The brand new ETFs will soon allow advisors who cope with high net price clients and massive money institutions to start out incorporating crypto into their portfolios, he adds.
“They do not have the flexibility to place these bitcoin ETFs into client discretionary portfolios, yet,” Sigel says. “But we will observe several banks and brokers already preparing these models, which we expect to emerge later this 12 months.”
Expect more recent crypto ETFs, too — and in numerous flavors.
“It seems inevitable that we’ll have ETFs tied to ether, as a secondary cryptocurrency for people to take a position in,” says Todd Rosenbluth, head of research at VettaFI. Within the meantime, he says, “the door is now open for a spread of ETFs that include bitcoin in addition to other assets.”
Experts say these may be so simple as portfolios that mix bitcoin exposure with mainstream investments, akin to those within the S&P 500. More complex so-called alternative strategies are prone to emerge as well, akin to funds that use a bitcoin holding to hedge against the performance of other investments.
The rapid rise in bitcoin’s price of late would feel huge for a standard asset, akin to a stock or bond, but isn’t anything to put in writing home about in Cryptoland, says Stephane Ouellete, founder and CEO of FRNT Financial.
“You have seen some speculation are available on the announcement of bitcoin ETFs, but all of the metrics we have a look at to gauge where we’re at out there cycle tell us that we’re to this point away from the FOMO market where everyone and their dog is talking about crypto,” he says.

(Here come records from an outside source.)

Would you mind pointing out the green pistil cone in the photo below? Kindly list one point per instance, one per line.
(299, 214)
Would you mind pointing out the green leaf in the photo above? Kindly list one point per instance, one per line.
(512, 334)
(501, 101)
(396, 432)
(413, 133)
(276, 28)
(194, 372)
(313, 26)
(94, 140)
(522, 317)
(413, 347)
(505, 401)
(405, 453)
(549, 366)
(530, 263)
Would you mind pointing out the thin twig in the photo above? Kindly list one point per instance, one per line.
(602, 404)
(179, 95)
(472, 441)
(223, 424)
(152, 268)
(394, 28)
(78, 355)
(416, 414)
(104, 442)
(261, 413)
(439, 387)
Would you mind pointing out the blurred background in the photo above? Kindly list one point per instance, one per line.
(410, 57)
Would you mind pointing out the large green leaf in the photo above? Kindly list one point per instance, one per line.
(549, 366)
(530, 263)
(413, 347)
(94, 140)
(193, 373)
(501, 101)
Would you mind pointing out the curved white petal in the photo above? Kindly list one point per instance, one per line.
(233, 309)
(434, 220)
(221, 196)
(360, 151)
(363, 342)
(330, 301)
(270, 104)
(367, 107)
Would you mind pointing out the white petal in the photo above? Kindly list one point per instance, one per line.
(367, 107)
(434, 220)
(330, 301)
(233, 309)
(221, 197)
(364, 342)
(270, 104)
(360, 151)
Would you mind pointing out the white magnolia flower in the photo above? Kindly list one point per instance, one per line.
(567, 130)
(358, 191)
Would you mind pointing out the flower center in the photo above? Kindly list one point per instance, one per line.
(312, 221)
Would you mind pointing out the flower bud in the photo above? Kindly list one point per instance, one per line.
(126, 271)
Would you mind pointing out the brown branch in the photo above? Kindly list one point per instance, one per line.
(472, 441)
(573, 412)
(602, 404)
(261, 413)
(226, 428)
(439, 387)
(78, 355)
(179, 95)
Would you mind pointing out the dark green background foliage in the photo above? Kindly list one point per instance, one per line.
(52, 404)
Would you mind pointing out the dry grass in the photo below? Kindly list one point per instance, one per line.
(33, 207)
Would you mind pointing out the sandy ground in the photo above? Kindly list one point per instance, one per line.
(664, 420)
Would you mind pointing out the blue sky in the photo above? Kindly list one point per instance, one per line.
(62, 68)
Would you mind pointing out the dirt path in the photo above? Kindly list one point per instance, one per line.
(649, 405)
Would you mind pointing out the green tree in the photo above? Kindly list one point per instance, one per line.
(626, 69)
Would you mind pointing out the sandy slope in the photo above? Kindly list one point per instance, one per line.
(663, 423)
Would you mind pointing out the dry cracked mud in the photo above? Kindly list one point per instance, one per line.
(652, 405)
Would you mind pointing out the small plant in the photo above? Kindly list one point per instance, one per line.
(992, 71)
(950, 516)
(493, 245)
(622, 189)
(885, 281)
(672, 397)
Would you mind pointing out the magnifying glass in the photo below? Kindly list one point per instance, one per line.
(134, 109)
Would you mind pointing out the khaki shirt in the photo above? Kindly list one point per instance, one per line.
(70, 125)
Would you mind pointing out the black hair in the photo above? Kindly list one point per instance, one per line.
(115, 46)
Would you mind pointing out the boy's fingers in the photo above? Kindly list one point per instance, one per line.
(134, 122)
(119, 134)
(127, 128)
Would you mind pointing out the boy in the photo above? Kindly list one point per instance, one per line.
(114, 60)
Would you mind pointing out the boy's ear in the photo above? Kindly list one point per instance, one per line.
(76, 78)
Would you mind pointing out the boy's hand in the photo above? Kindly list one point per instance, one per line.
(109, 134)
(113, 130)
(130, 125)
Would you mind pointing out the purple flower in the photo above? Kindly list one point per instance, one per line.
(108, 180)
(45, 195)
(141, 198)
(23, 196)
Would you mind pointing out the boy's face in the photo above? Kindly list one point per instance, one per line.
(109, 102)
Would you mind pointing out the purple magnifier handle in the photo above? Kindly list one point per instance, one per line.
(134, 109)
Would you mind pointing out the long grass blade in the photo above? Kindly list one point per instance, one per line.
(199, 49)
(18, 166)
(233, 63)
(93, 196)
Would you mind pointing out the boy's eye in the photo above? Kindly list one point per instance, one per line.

Measures akin to Google Trends searches for bitcoin and cryptocurrency, financing for crypto firms and investor trading volumes are all relatively muted, he says. In other words, if the crypto market goes to enter into one other bull trading cycle, we’re within the very early days of it.
That does not necessarily mean it is time to pile in, though. Bitcoin experts aren’t buying due to an ETF rollout. Relatively, they imagine in bitcoin’s long-term potential as a store of value and in its place payment system in developing countries. They imagine in a future where blockchain technology develops into a much bigger a part of the U.S. economic ecosystem.
Which will never come to pass. And even for those who imagine in a long-term thesis, remember — cryptocurrencies don’t trade based on underlying fundamentals the way in which that stocks do. Meaning prices move purely based on investor activity.
“It’s all still speculation. That hasn’t modified,” says Vendig.
If you happen to’re occupied with adding crypto to your portfolio, ask yourself what role it may play in getting you to your personal financial goals, he says.
“If an investor can answer that appropriately, then you definately can actually work out the sizing you need to have,” he says. “Do you desire to dip your toe into this asset class? Or is that asset class not even rational for you as an investor?”
If you happen to spend money on crypto, Vendig recommends keeping things small. “I’d say 1% on the more conservative side, and not more than 5% of your total portfolio for those who’re a growth-focused investor.”